Initially, I find that defendants are entitled to summary judgment on the plaintiffs' claims of hostile work environment discrimination based upon their respective African-American race and Hispanic ethnic origin.
It is well settled that in order to prevail on hostile work environment claim under Title VII, a plaintiff must demonstrate that his workplace was permeated with "discriminatory intimidation, ridicule, and insult ... sufficiently severe or pervasive to alter the conditions of the victim's employment and create an abusive working environment," and show a specific basis for imputing the conduct that created the hostile work environment to his employer. Harris v. Forklift Systems, Inc., 510 U.S. 17, 21 (1993) (internal quotation marks and citations omitted). Nonetheless, "Title VII is not a general civility code," Bickerstaff v. Vassar College, 196 F.3d 435, 452 (2d Cir. 1999) (internal quotations omitted), and sporadic, isolated incidents of "boorish or offensive use of language" are insufficient to establish a hostile work environment. Benette v. Cinemark U.S.A., Inc., 2003 U.S. Dist. LEXIS 22636 at *18 (W.D.N.Y. 2003). See also Clark County School District v. Breeden, 532 U.S. 268, 270 (2001) (conduct must be severely threatening or humiliating to rise to the level of a hostile work environment); Kotcher v. Rosa & Sullivan Appliance Ctr., 957 F.2d 59, 62 (2d Cir. 1992) ("incidents must be repeated and continuous; isolated acts or occasional episodes will not merit relief").

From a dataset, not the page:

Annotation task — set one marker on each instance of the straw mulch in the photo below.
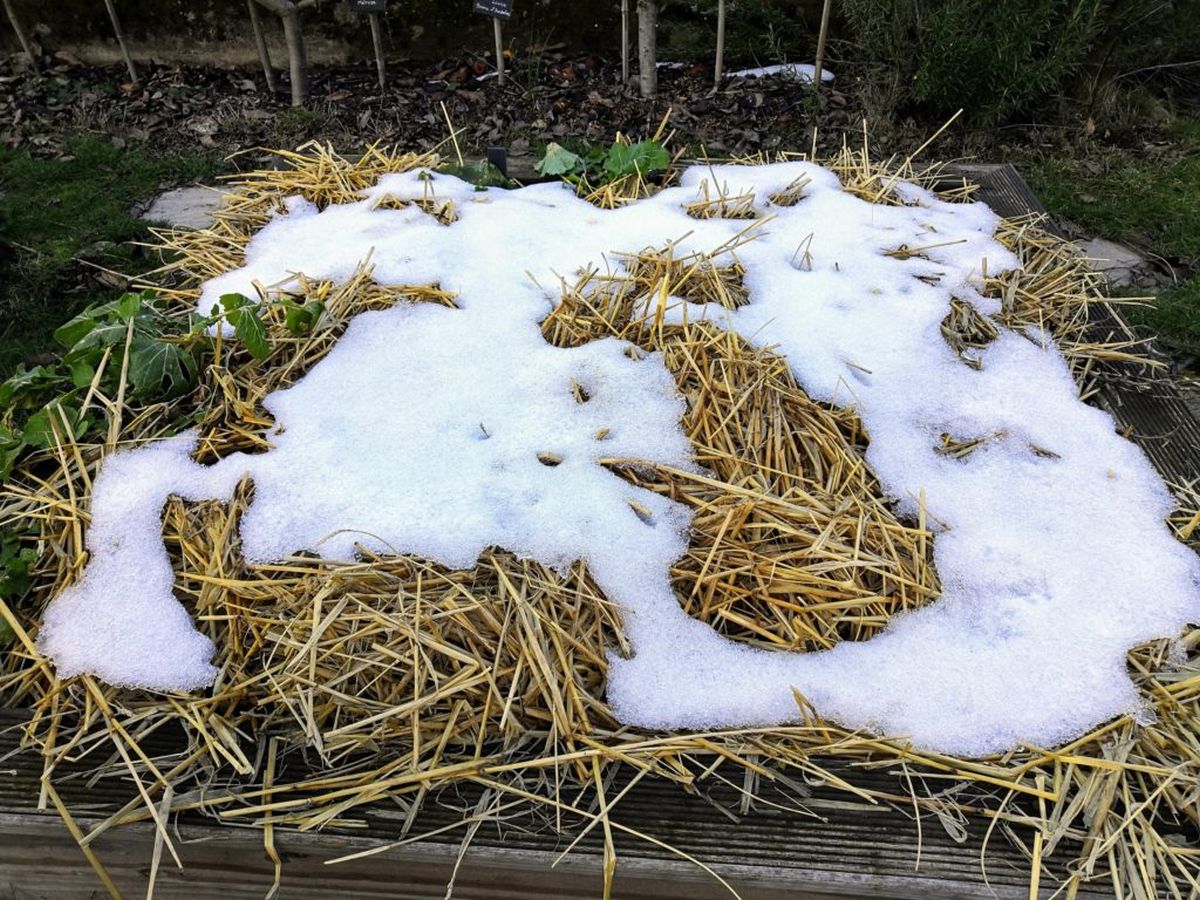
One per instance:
(397, 677)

Here, neither plaintiff alleges a series of repeated, continuous, threatening or humiliating incidents sufficient to approach a hostile work environment. Rivera testified only that co-workers stared and/or smirked at him, swore, "harassed" him by using loud equipment in sufficient proximity that Rivera was startled and on one occasion had overspray from a paint gun drift onto him, suggested that Rivera be drug-tested after getting into a school bus accident, and called him a "fat fuck" at least once, "Taco Bell" at least five times, and "Spic" at least three times, over a period of at least five years. The bulk of Rivera's complaints concern a co-worker who had married Rivera's ex-wife, and with whom he had an ongoing personal dispute concerning matrimonial and custody issues, a situation he concedes was wholly unrelated to his ethnic background.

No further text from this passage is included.